[ANN] Symbolics.jl: A Modern Computer Algebra System for a Modern Language

Hi @certik! Of course I know who you are :laughing:, though I know you and @isuruf are probably sad to read about this.

SymEngine is pretty fast. The release doesn’t mention performance qualms with SymEngine, only SymPy. The only performance qualms I have with SymEngine is the fact that specialized tools like FLINT can beat it in their specific regimes and we want to specialize the calls for that, but that’s relatively minor. It’s more features and the interaction with Julia’s expressions that came into play here.

We did contribute to the SymEngine community for years (community more than code), and it was the preferred symbolic underbelly of SciML through ParameterizedFunctions.jl for that a very long time. But there were some issues. One is that we just kept growing, and as our projects kept growing they needed more customization. Our symbols need arbitrary metadata to store information about types, flowness, units, etc. for doing context pushing in ModelingToolkit (I’m sure adding a boolean flow to the symbol type in SymEngine’s C++ core would be a non-starter, but this kind of thing was crucial for us). I don’t know other CAS’s which allow arbitrary customization of carried metadata from Julia (which would also be an issue with Axiom, Maxima, etc.). We also need array symbolics, i.e. not arrays of symbolic variables but variables which represent arrays and act with non-commutative rules. So SymEngine is still probably a better CAS right now, but it isn’t a better CAS for ModelingToolkit.jl, which has been a big driver to this project.

I agree we could in theory contribute back to a C++ core, but the time cost of doing that in a lot of cases is rather high. It was easy to prototype some fixes in ModelingToolkit and then plan to add them back to SymEngine, but quickly we learned that no one ever got the energy. That’s to be expected though: there really isn’t a feature benefit to our projects to spend that time. So over time there was a drift until MTK essentially had a CAS, in which case @shashi stepped in and wrote a similar-in-style rewriting system with similar specializations, as a launching pad to start playing around with new ideas in the area. We integrated tools from AbstractAlgebra.jl (i.e. parts of the Nemo CAS), created a metadata system, parallelized the internal operations with task-based parallelism, created a very extravagant extension to lambdify known as build_function, and… it would take a huge amount of time to do some of this in C++!

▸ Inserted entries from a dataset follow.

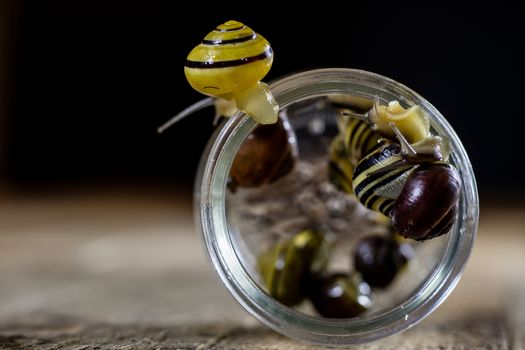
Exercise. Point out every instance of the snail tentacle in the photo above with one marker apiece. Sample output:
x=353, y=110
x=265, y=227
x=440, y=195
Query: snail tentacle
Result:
x=197, y=106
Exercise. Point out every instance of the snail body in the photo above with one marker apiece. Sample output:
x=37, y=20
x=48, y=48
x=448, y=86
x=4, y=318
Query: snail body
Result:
x=406, y=176
x=378, y=180
x=355, y=139
x=229, y=63
x=287, y=266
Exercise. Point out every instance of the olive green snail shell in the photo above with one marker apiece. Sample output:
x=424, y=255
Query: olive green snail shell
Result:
x=287, y=267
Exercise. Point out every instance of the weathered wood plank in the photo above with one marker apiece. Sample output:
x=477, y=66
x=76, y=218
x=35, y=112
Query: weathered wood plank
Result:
x=130, y=273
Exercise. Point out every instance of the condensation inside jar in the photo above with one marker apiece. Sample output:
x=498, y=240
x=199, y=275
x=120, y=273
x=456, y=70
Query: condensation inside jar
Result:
x=306, y=199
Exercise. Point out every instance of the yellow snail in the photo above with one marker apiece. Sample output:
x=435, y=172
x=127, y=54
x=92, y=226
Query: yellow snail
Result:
x=228, y=64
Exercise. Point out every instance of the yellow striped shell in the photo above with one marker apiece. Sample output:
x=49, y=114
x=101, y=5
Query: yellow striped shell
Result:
x=229, y=59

But maybe what we learn can be helpful for SymEngine! I think there will be some healthy cross-pollination between the projects. I think a joint dev conference day where we just share ideas we found useful could be fun.

Right now our focus is just on making the experience for Julia users as good as possible. I agree that multi-language usage is a noble intention, but it’s not a priority for us. We instead need something that does not compromise to act seamlessly with Julia, and there were always a few little hiccups that were hard to solve by something that wasn’t made to exactly match Julia’s semantics. You’ll see why this “exactly match Julia” such a big deal for us with ModelingToolkit.jl when its paper comes out in 2 days (note the paper is not about CAS’s at all, but it’s built on Symbolics.jl and some important features).